What are Neuroprosthetics and How do They Work?

10-12-2019 | By Moe Long

Where once prosthetics were crude and simplistic, now they’re carefully engineered works of art. In fact, with breakthroughs such as neuroprosthetic limbs, there’s even the potential for prosthetics to interface with the human brain. Learn all about the future of prosthetics!

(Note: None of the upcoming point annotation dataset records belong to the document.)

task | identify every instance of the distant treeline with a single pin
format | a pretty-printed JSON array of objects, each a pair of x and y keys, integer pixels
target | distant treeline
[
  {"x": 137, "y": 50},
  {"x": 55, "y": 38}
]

What are Neuroprosthetics?

As the name suggests, neuroprosthetics combines neural processing with prosthetics. Essentially, these devices interface with the human brain to control artificial limbs. It works via a brain-computer interface (BCI), or a brain-machine interface. Using a brain-computer interface, it’s possible to control a computer using thoughts. Certain thoughts, like moving or flexing a muscle, create an electrical activity which in turn activates nerve cells as well as brainwaves. 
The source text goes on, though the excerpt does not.